Adele reigns supreme this week on the Official Chart as 30 making a record-breaking debut at Number 1.

With first-week chart sales totalling 261,000, 30 scores the biggest opening week of 2021 so far, overtaking ABBA’s Voyage (204,000). It’s also the biggest first-week for an album since Ed Sheeran’s Divide in 2017, as well as the biggest opener for a female solo album since Adele’s last album, 25, in 2015.

30 comes out on top with 67% physical sales and is this week’s biggest seller on vinyl, with 16,700 copies sold on wax. 30 is also the most-streamed album of the week with a staggering 55.7 million plays across its 12 tracks.

It becomes Adele’s fourth UK Number 1 album; she has now reached Number 1 on the Official Albums Chart with all of her studio albums, a record for a female act. All of Adele’s previous albums are also present in the chart this week; 25 (Number 15), 21 (Number 18) and 19 (Number 31).

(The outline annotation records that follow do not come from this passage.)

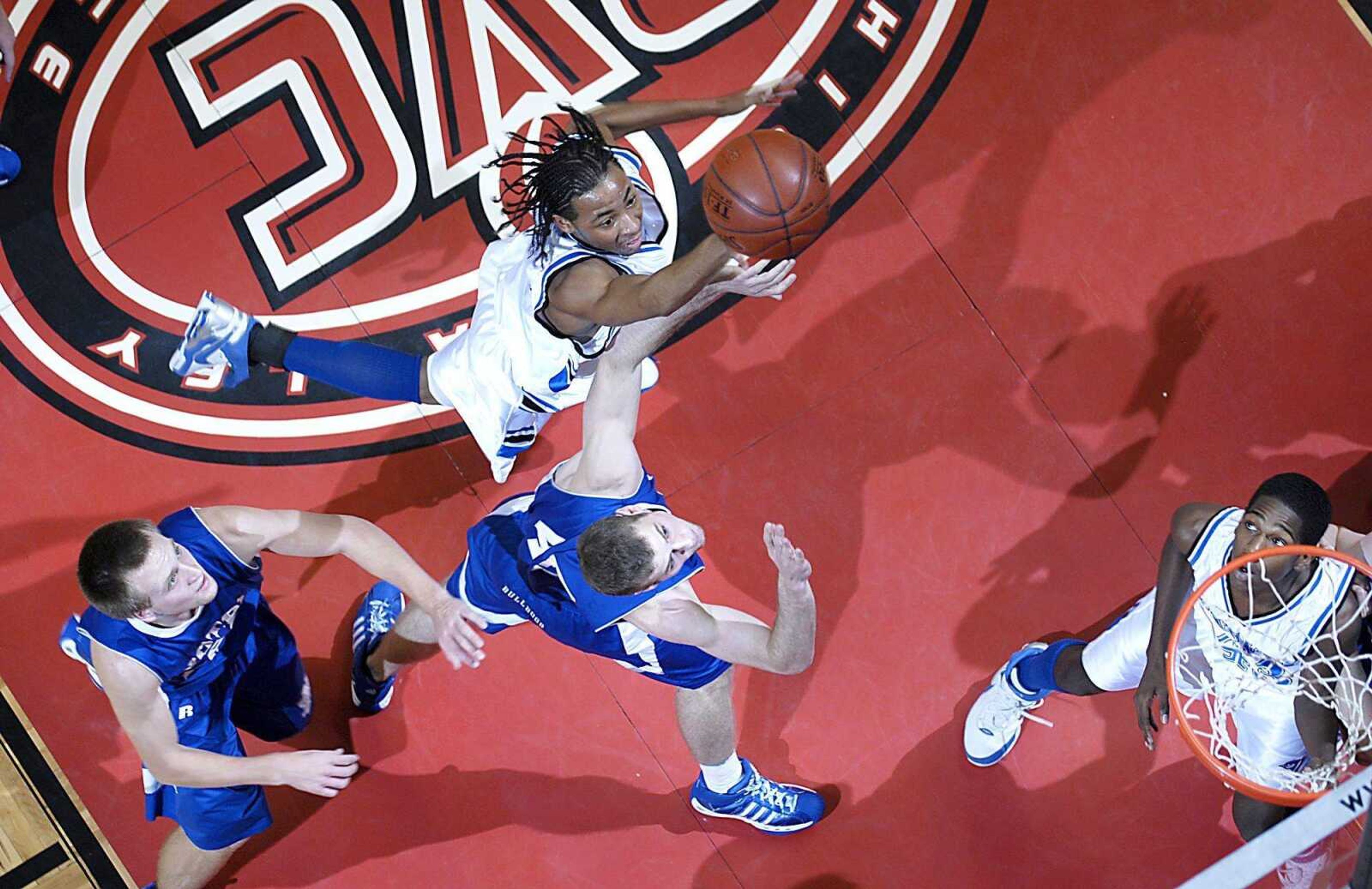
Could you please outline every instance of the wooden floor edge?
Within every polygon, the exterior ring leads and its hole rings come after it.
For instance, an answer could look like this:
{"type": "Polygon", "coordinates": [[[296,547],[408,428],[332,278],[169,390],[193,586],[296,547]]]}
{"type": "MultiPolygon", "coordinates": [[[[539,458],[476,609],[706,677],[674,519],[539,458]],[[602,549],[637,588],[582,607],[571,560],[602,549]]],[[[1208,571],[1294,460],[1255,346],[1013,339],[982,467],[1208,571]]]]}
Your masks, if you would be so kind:
{"type": "Polygon", "coordinates": [[[71,857],[100,889],[136,889],[129,871],[91,818],[43,738],[33,730],[19,701],[0,679],[0,746],[43,805],[71,857]]]}
{"type": "MultiPolygon", "coordinates": [[[[1339,0],[1339,5],[1343,7],[1343,11],[1349,14],[1350,19],[1353,19],[1353,26],[1358,29],[1360,34],[1362,34],[1362,40],[1372,44],[1372,32],[1368,30],[1368,22],[1362,18],[1362,12],[1353,8],[1353,4],[1349,0],[1339,0]]],[[[1372,15],[1372,12],[1369,12],[1369,15],[1372,15]]]]}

Adele also lands the rare Official Chart Double as Easy On Me claims a sixth consecutive week at Number 1 on the Official Singles Chart. The track is now Adele's longest-running Number 1 on the Official Singles Chart, outstripping Someone Like You (5 weeks).

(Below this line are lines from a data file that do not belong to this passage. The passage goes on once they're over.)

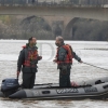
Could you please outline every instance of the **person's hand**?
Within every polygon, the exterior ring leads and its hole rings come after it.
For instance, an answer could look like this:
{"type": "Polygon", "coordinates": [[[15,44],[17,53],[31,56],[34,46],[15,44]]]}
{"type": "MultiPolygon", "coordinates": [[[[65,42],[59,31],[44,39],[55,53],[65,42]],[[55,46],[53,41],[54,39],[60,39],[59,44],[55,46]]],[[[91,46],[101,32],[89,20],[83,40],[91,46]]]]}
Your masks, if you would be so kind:
{"type": "Polygon", "coordinates": [[[79,63],[83,63],[82,60],[80,60],[79,63]]]}
{"type": "Polygon", "coordinates": [[[53,59],[53,62],[54,62],[54,63],[57,63],[57,59],[55,58],[55,59],[53,59]]]}
{"type": "Polygon", "coordinates": [[[17,79],[18,79],[19,72],[21,72],[21,71],[17,71],[17,79]]]}
{"type": "Polygon", "coordinates": [[[38,56],[38,60],[42,59],[42,56],[38,56]]]}

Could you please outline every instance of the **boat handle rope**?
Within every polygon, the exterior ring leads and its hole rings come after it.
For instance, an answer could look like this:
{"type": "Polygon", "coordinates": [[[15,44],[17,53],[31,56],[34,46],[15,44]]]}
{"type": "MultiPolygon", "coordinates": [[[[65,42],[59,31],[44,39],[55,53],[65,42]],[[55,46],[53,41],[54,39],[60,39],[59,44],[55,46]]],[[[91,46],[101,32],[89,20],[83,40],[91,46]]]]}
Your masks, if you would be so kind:
{"type": "Polygon", "coordinates": [[[84,63],[84,62],[83,62],[83,64],[90,65],[90,66],[93,66],[93,67],[96,67],[96,68],[99,68],[99,69],[103,69],[103,70],[108,71],[108,69],[105,69],[105,68],[102,68],[102,67],[98,67],[98,66],[95,66],[95,65],[92,65],[92,64],[89,64],[89,63],[84,63]]]}

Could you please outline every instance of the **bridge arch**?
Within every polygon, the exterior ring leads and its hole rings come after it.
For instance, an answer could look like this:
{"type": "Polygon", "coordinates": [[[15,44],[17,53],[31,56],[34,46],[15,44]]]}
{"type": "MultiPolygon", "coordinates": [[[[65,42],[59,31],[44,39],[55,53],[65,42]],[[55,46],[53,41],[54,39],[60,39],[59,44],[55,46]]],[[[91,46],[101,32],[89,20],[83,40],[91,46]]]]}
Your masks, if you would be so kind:
{"type": "MultiPolygon", "coordinates": [[[[22,25],[31,26],[29,29],[25,27],[25,29],[29,30],[28,32],[36,35],[37,39],[49,39],[52,38],[52,28],[49,22],[42,16],[30,15],[26,16],[22,21],[22,25]],[[48,37],[46,37],[48,36],[48,37]]],[[[28,33],[27,32],[27,33],[28,33]]]]}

The singer spent the week in a three-way chart battle with herself. Nevertheless, with over 101,000 chart sales and 11.5 million streams, Easy On Me beat out two other tracks from 30, Oh My God, which claims the week’s highest new entry at Number 2, and I Drink Wine, which finds itself at Number 4.

Elsewhere on this week’s Official Albums Chart, Oasis are a new entry at Number 4 with the live recording of their Knebworth 1996 gig. Their first UK Top 10 album in 11 years, the band’s greatest hits Time Flies 1994-2009 also re-enters the Top 40 at Number 36.

Further new entries in the Top 10 come courtesy of Robert Plant and Alison Krauss with their second collaboration album Raise The Roof (5), London rap collective D-Block Europe with mixtape Home Alone 2 (6) and Elbow’s Flying Dream 1 (7). James Blunt’s greatest hits collection The Stars Beneath My Feet (2004-2021) also debuts at Number 9 - catch up on James discussing the album on this week’s episode of our livestream series The Record Club in association with Bowers & Wilkins here.

Outside the Top 10, there are further new entries from Bruce Springsteen with live album The Legendary 1979 No Nukes Concerts at Number 11, while Andre Rieu and his Johann Strauss Orchestra debut at Number 12 with Happy Together. Meanwhile, glam rockers The Darkness are at Number 16 with Motorheart.

And we can officially say it’s Christmas time! Michael Bublé’s Christmas is this week’s biggest gainer on the Official Albums Chart, rising 39 places to Number 17. It follows the similar rise of Christmas classics from Mariah Carey and Wham! over on the Official Singles Chart as the most wonderful time of the year creeps closer.

The Royal Philharmonic Orchestra’s classical take on Motown - A Symphony of Soul debuts at Number 21 - their highest charting placement as a solo entity since 2004. Sting also earns his 21st UK Top 40 album with The Bridge at Number 27, and finally, U2’s ninth album Achtung Baby re-enters the Top 40 at Number 34 thanks to a 30th-anniversary boxset release. It previously peaked at Number 2 in 1991.